Without you, in fact, the behemoth would eventually walk to its own death, and you can’t but form a bond with it as it splits your attentions. Yet as conditions worsen, you’re also given options to exploit the creature’s anatomy to make life easier. Collecting its dung for fertiliser is innocent enough, but what about extracting its bile to use as fuel, or drilling into its back for rock supplies?

Choose such paths and the penalty is erosion of trust, causing Onbu to ignore your commands. But it’s your decision how much your relationship shifts from symbiotic towards parasitic. It’s apt, perhaps, that zooming out from the village, your people do look a little like teeming, biting insects.

(Image credit: Stray Fawn)

Currently, however, it has to be said that these decisions aren’t quite the sticky dilemmas they could be. On the medium difficulty setting, I managed to reach the game’s current ending (although you can continue indefinitely) without being tempted into vampiric pursuits, and only saw the game over screen once. More broadly, few events have dramatic consequences as things stand, and villagers are almost too efficient and easily pleased: you don't have to work that hard to keep them happy. While there are plenty of features in place, then, another layer of depth and friction will be crucial in the long run.

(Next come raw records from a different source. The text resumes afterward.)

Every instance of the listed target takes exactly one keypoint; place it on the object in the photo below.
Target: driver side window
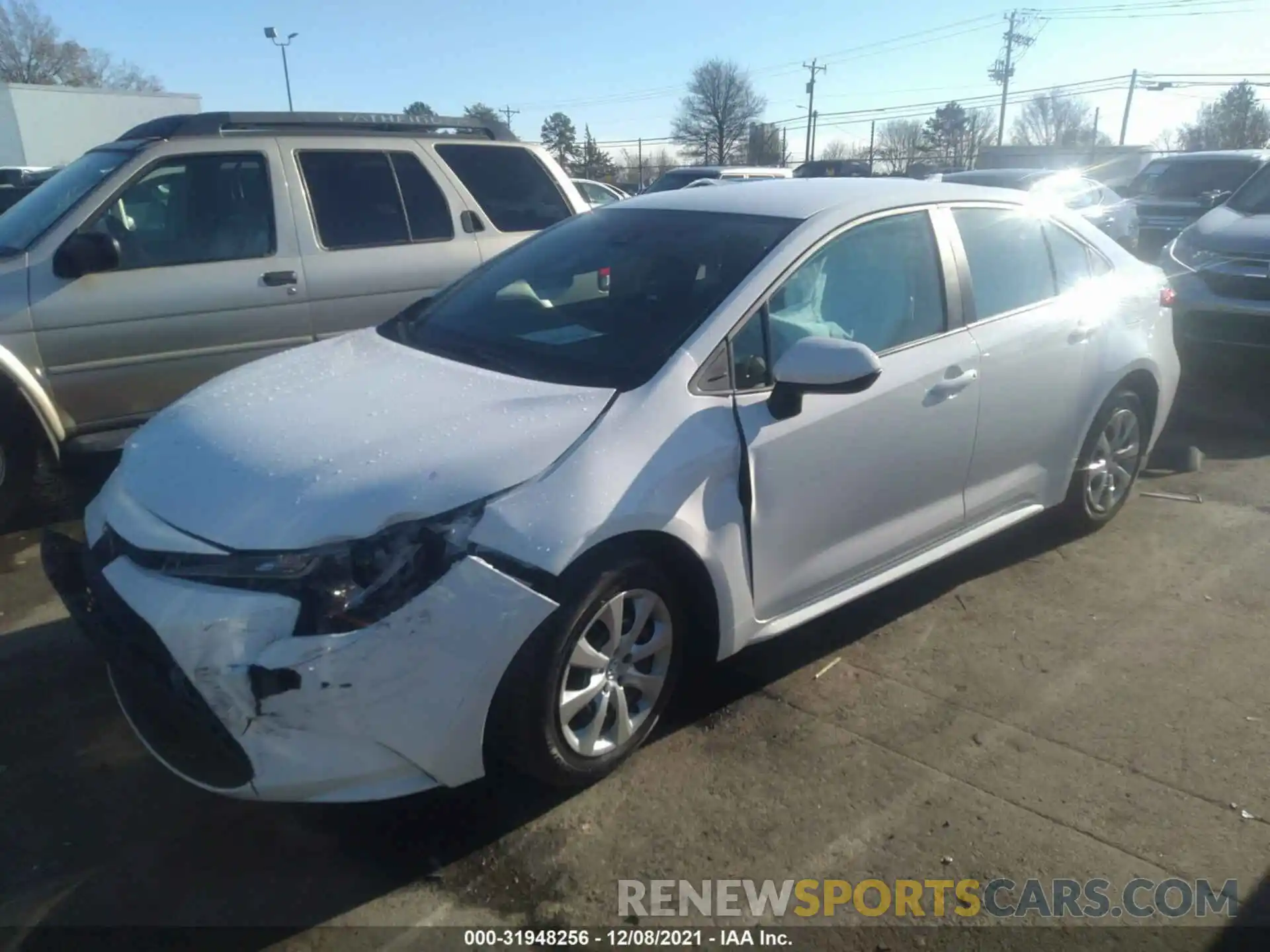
(878, 284)
(190, 210)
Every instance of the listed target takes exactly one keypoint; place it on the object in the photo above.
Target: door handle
(955, 385)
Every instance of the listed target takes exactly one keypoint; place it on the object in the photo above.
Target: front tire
(1109, 462)
(589, 684)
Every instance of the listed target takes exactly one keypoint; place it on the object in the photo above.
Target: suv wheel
(588, 686)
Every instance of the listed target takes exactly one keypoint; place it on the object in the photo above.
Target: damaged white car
(498, 526)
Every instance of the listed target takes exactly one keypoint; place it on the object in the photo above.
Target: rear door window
(1071, 257)
(1007, 257)
(372, 200)
(509, 184)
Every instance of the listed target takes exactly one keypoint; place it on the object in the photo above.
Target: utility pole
(1128, 102)
(810, 106)
(272, 34)
(1003, 67)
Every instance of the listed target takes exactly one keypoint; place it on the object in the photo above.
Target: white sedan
(499, 526)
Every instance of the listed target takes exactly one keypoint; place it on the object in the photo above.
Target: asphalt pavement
(1034, 707)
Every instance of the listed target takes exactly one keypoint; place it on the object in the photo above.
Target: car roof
(802, 198)
(698, 169)
(1261, 154)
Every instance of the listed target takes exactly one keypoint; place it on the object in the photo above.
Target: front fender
(36, 395)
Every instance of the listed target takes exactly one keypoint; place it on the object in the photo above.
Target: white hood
(337, 440)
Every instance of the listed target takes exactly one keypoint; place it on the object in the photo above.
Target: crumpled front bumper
(220, 688)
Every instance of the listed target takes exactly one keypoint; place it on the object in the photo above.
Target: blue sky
(621, 69)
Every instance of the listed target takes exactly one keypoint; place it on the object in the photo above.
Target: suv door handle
(954, 385)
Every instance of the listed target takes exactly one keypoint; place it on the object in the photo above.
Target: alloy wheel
(615, 673)
(1114, 462)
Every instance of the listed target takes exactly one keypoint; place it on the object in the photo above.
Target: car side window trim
(116, 194)
(968, 300)
(949, 278)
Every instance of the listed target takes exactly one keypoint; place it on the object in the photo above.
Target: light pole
(271, 33)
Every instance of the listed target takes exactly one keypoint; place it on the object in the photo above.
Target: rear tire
(579, 697)
(1108, 465)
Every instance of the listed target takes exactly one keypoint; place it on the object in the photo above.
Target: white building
(42, 126)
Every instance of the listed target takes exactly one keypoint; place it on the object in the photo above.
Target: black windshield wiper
(482, 357)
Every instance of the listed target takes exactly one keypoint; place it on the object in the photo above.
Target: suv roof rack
(187, 125)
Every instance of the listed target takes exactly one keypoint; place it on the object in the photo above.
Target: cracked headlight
(345, 586)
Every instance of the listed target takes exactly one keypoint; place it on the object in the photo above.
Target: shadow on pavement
(1222, 405)
(95, 833)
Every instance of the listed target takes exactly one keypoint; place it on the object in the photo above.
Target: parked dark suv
(1220, 270)
(1175, 190)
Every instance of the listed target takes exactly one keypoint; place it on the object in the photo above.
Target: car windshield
(603, 300)
(1254, 196)
(679, 178)
(44, 207)
(1191, 179)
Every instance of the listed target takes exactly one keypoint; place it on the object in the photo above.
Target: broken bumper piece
(224, 692)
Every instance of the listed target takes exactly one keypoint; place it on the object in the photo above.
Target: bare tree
(560, 138)
(1238, 120)
(1053, 120)
(714, 117)
(898, 145)
(33, 51)
(1167, 141)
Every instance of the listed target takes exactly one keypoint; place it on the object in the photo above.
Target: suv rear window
(511, 186)
(368, 200)
(1167, 178)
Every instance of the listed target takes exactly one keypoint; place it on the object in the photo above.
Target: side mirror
(821, 366)
(85, 253)
(1212, 200)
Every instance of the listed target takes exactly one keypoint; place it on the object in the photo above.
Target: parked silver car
(198, 243)
(1093, 201)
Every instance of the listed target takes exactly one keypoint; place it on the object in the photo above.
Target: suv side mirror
(85, 253)
(821, 366)
(1212, 200)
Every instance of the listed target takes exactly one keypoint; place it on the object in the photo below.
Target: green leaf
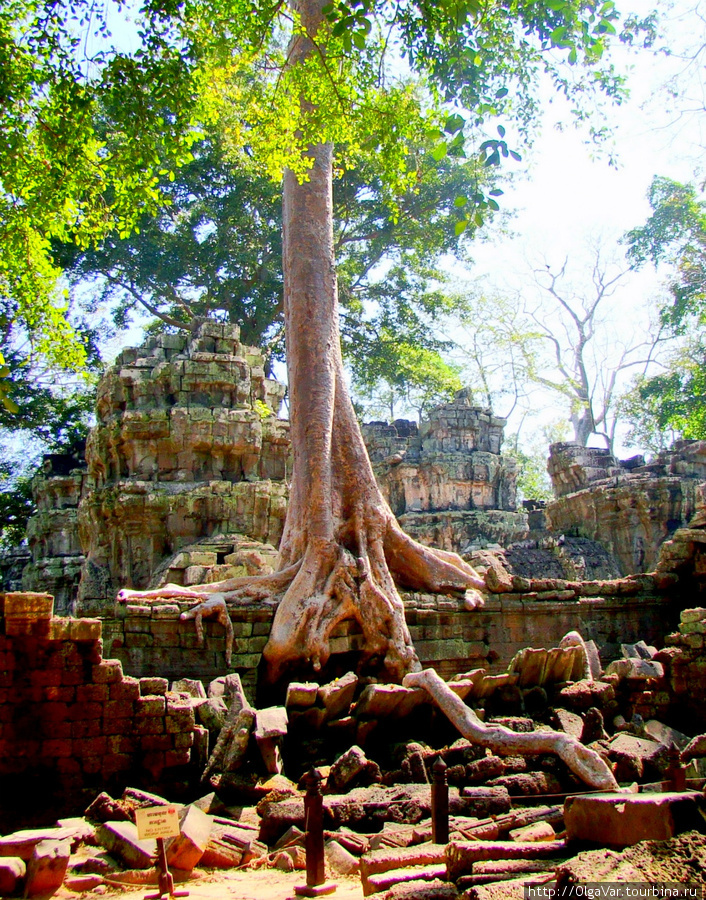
(439, 152)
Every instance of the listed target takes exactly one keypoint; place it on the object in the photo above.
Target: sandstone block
(108, 672)
(86, 629)
(621, 820)
(186, 850)
(460, 856)
(341, 860)
(150, 706)
(153, 686)
(301, 694)
(12, 871)
(337, 696)
(120, 839)
(345, 770)
(46, 868)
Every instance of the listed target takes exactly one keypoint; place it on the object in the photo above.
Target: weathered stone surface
(345, 770)
(445, 479)
(635, 668)
(585, 694)
(301, 694)
(695, 749)
(460, 856)
(417, 889)
(120, 839)
(12, 871)
(537, 831)
(630, 507)
(22, 843)
(185, 851)
(212, 713)
(620, 820)
(46, 868)
(179, 451)
(340, 860)
(337, 696)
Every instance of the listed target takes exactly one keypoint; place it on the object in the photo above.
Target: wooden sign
(156, 822)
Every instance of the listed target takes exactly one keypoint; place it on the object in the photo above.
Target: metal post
(439, 804)
(314, 839)
(165, 880)
(676, 772)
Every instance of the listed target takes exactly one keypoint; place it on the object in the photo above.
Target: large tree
(342, 553)
(673, 403)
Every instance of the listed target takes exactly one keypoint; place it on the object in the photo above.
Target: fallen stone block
(212, 713)
(436, 889)
(337, 696)
(636, 668)
(620, 820)
(186, 849)
(481, 802)
(46, 868)
(663, 734)
(340, 860)
(105, 809)
(695, 748)
(120, 839)
(386, 880)
(381, 701)
(401, 858)
(22, 843)
(221, 855)
(537, 831)
(230, 688)
(394, 835)
(191, 686)
(355, 843)
(584, 694)
(81, 883)
(461, 855)
(636, 757)
(12, 871)
(301, 694)
(84, 832)
(345, 770)
(569, 722)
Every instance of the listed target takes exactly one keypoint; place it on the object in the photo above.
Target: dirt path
(259, 884)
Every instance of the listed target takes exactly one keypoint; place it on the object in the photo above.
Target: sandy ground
(258, 884)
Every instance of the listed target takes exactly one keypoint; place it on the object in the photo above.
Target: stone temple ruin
(592, 632)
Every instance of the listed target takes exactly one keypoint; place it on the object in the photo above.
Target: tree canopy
(674, 401)
(89, 135)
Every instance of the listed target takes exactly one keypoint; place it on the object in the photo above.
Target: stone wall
(70, 716)
(149, 637)
(629, 507)
(446, 480)
(187, 445)
(56, 555)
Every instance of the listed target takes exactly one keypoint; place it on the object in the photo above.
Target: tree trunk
(338, 524)
(342, 550)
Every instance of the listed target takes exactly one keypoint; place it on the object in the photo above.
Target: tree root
(583, 762)
(329, 585)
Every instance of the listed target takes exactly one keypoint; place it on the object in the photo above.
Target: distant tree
(673, 403)
(559, 339)
(216, 251)
(399, 376)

Still, The Wandering Village has strong foundations: even at this stage it’s hard to pick fault beyond the lack of challenge. My only complaints are that the notification system isn’t prominent enough, poison plants sometimes get obscured behind other scenery, and mouse wheel camera zoom stopped working a few times, but that’s all. Like the workers in the village, the systems are already pulling in the same direction.

And that’s the beauty of The Wandering Village’s thinking, even when it isn’t the most intense experience. Everyone works towards a common goal that takes into account the continuing health of the land on which it depends. Despite the toxic spores and hard work, this is a kind of mini-Utopia, devoid of rigid hierarchies, jealousy and greed. Living on Onbu feels like a privilege, so maybe it’s the city builder we need right now.